しかし、野党からは進退を問う声が上がった。自民党の大島理森副総裁は党本部で記者団に「全容を説明し、自身の処し方を含め責任をどう考えているか明らかにすべきだ」と、首相の責任を追及する考えを示した。
公明党の井上義久幹事長は記者会見で「前原前外相は国益を守るという観点で辞めた。首相ははるかに職責が重い。事実関係を明らかにし、出処進退を明らかにすべきだ」と進退の判断を迫った。
また、民主党内からも批判が相次いだ。小沢一郎元代表に近い奥村展三衆院議員は「政治とカネの問題を声高に言ってきたが、結局ブーメランになった」と述べ、小沢元代表を党員資格停止処分にした首相ら党執行部の対応を批判した。
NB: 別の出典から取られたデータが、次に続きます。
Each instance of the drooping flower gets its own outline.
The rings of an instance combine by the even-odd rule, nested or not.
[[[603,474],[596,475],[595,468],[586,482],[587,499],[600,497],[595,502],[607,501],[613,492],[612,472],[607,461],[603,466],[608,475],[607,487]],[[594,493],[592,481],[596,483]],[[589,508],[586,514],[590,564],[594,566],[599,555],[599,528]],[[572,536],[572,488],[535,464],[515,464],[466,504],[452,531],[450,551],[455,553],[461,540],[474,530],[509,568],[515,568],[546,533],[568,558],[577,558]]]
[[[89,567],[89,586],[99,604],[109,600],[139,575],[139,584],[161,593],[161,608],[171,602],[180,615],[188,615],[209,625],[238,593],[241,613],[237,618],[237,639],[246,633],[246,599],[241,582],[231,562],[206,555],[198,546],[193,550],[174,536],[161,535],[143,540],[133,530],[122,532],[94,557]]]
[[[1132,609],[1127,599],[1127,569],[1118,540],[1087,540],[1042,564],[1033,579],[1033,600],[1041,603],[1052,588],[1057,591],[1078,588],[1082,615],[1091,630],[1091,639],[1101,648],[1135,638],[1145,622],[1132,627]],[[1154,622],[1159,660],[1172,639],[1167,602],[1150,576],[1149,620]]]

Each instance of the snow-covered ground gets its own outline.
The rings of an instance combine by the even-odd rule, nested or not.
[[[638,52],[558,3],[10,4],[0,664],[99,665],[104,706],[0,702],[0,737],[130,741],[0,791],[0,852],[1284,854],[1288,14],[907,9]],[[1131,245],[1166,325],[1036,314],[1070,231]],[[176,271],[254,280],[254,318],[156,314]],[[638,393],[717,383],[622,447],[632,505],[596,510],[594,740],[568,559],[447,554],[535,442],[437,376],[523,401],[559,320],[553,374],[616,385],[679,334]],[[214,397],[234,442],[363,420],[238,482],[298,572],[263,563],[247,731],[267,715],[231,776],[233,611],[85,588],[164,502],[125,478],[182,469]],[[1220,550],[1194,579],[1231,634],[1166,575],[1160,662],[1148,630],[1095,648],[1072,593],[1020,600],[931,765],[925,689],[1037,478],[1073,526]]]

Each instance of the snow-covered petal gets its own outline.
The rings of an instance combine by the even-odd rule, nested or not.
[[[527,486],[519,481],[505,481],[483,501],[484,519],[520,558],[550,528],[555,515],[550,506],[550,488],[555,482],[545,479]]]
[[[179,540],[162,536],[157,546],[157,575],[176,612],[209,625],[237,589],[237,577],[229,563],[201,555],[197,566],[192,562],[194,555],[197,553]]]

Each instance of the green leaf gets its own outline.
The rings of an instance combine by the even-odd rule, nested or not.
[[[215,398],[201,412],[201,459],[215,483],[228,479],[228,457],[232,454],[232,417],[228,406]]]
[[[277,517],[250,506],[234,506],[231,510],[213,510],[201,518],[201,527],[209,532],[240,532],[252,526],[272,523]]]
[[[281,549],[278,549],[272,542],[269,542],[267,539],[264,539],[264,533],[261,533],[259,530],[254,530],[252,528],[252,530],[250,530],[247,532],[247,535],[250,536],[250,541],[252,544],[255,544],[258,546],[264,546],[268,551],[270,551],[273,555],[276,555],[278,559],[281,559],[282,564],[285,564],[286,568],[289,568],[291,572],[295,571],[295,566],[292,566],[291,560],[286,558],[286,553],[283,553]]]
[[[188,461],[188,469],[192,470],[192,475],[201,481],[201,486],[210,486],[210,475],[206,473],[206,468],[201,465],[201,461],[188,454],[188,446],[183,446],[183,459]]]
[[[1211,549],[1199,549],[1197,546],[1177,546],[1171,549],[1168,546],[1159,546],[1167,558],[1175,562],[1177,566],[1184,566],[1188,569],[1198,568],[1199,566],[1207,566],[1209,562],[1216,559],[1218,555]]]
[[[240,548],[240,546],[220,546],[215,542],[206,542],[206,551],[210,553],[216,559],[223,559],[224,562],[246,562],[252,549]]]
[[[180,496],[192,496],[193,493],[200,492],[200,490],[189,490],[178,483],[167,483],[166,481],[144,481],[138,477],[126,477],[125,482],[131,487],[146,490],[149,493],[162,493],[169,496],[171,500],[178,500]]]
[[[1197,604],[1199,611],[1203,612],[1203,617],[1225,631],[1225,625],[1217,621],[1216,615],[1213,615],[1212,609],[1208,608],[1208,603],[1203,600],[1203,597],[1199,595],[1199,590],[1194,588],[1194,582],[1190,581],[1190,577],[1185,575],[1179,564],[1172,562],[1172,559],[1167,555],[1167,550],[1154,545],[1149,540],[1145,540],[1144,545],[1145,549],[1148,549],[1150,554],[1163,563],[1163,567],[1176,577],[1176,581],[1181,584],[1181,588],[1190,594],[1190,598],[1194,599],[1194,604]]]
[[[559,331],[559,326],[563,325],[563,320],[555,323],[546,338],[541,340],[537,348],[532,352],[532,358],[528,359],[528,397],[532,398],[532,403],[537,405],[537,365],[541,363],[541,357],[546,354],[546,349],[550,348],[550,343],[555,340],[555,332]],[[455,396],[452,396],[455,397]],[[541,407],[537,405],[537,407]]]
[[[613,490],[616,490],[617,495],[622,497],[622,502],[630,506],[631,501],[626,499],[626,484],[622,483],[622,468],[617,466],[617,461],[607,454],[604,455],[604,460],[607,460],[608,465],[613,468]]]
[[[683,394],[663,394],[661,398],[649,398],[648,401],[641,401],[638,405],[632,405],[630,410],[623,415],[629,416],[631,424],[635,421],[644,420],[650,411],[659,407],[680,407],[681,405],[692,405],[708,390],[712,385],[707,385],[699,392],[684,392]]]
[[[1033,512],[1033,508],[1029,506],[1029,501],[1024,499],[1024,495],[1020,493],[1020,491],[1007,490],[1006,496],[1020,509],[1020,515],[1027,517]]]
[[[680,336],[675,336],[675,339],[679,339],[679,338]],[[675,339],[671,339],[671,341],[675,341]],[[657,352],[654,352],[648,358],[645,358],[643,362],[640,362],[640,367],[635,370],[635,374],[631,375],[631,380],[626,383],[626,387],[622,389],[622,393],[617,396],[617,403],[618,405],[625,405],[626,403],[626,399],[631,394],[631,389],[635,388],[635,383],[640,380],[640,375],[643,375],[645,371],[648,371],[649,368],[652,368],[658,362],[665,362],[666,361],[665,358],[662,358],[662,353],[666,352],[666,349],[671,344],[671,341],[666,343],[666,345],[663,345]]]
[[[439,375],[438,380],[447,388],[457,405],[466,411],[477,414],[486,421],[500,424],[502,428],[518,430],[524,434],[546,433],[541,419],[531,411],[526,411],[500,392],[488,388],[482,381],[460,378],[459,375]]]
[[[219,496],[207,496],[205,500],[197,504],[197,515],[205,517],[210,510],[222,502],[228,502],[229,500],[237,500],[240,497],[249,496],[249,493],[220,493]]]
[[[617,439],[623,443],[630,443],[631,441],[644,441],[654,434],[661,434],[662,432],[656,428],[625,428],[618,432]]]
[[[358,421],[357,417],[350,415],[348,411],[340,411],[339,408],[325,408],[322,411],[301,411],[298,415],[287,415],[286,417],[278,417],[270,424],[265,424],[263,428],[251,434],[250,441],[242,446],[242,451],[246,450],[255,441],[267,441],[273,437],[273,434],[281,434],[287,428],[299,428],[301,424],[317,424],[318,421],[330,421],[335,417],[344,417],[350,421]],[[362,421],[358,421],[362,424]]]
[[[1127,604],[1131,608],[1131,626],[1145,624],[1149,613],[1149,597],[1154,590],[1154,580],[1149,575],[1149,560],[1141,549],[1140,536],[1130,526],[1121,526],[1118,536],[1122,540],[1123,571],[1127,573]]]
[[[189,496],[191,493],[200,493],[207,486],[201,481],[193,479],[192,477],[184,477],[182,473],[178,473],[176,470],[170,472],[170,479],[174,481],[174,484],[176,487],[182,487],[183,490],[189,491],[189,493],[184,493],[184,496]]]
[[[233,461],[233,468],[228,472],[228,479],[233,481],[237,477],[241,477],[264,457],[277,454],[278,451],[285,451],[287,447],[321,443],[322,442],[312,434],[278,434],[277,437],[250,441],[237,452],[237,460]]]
首相自身の政治不祥事だけに、4月の統一地方選を前に民主党内の首相退陣論に拍車がかかる可能性もある。民主党内では小沢元代表との対立から小沢系グループの16衆院議員の会派離脱表明問題など亀裂が深まり、国会では野党が専業主婦らの年金切り替え漏れ問題で細川律夫厚生労働相への辞任要求を強めている。公明党幹部は「民主党で統一地方選を前に『菅降ろし』が加速するだろう」との見方を示した。【田中成之、野原大輔】
毎日新聞 2011年3月11日 12時00分(最終更新 3月11日 12時06分)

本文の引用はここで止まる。